Il est huit heure trente-sept, je suis réveillée depuis six heure vingt-deux très exactement. Je tourne dans mon lit depuis plus de deux heures, impossible de dormir, j'ai trop mal. Je dois bien être à huit et demi ce matin. Mon petit déjeuner est servi depuis dix minutes déjà, mais je me nourris difficilement. La douleur et l'attente de mes résultats me coupent l'appétit.

La journée d'hier repasse en boucle dans ma tête, inlassablement. Je rembobine le fil de mes souvenirs, les détaillant les uns après les autres dans mon esprit. Mais une cloison invisible se dresse devant moi dans ma mémoire, m'empêchant de remonter plus loin que mon réveil sur le brancard. Avant, tout est trouble, confus, j'ai beau forcer, m'épuiser, rien ne revient.

Même si cela m'est compliqué, je m'efforce de ne pas enrager contre moi même. Je ne dois pas craquer, il faut que je sois plus forte que l'amnésie. Ne pas la laisser gagner.

Mes souvenirs se rétabliront quand ils l'auront décidé. Tout ce que je peux faire en attendant, c'est résister à cette insupportable voix qui me répète que c'est sans espoir.

Je pense aussi à Adam, pour essayer de me redonner du courage. Il souffre énormément de ma perte de mémoire. Et ce qui m'énerve le plus, c'est que je ne suis pas en mesure de comprendre sa souffrance car je ne me souviens plus de la relation que l'on avait. Combien de proches vais-je devoir réapprendre à connaître ?

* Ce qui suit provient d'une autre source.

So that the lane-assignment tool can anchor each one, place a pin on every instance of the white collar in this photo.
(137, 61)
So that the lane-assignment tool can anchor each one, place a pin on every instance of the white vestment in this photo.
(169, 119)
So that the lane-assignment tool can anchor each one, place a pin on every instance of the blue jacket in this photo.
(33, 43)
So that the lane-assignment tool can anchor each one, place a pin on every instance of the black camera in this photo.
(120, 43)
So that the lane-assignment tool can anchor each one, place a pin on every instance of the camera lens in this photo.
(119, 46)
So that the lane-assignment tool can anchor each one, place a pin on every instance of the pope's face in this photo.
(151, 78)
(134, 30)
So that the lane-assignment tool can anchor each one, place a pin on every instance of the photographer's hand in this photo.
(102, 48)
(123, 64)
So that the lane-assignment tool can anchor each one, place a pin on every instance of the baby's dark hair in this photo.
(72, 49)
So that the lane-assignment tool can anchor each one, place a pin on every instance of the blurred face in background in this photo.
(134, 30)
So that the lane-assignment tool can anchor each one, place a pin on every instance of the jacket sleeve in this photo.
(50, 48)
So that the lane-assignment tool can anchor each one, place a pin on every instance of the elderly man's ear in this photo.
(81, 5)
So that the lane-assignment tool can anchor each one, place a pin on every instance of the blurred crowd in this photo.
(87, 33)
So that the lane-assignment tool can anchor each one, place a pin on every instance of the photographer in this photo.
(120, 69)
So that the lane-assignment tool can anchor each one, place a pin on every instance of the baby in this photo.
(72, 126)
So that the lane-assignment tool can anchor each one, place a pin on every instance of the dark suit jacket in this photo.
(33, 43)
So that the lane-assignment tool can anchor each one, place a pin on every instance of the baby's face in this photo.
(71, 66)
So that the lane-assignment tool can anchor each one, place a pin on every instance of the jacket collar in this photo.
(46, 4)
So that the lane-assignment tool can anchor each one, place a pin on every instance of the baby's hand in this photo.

Pour l'instant, seules deux personnes sont venues me rendre visite : Adam et l'inconnu-fou. Qui n'est en fait pas fou, ni inconnu d'ailleurs. Je connais désormais son nom : Malik.

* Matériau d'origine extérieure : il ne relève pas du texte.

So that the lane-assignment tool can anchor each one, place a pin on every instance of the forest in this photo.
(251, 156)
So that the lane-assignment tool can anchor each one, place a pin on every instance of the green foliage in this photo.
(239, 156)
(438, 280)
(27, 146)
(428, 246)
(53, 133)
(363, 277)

Mais dois-je l'appeler comme ça la prochaine fois qu'il me rendra visite ? Je ne suis même pas sûre qu'il reviendra me voir. Pourquoi le ferait-il ? Je ne répondrai pas à cette question aujourd'hui, Thomas vient d'entrer dans ma chambre après avoir frappé.

- Bonjour Camille, comment te sens-tu ?

- Ça peut aller, réponds-je d'un ton nettement moins joyeux que lui.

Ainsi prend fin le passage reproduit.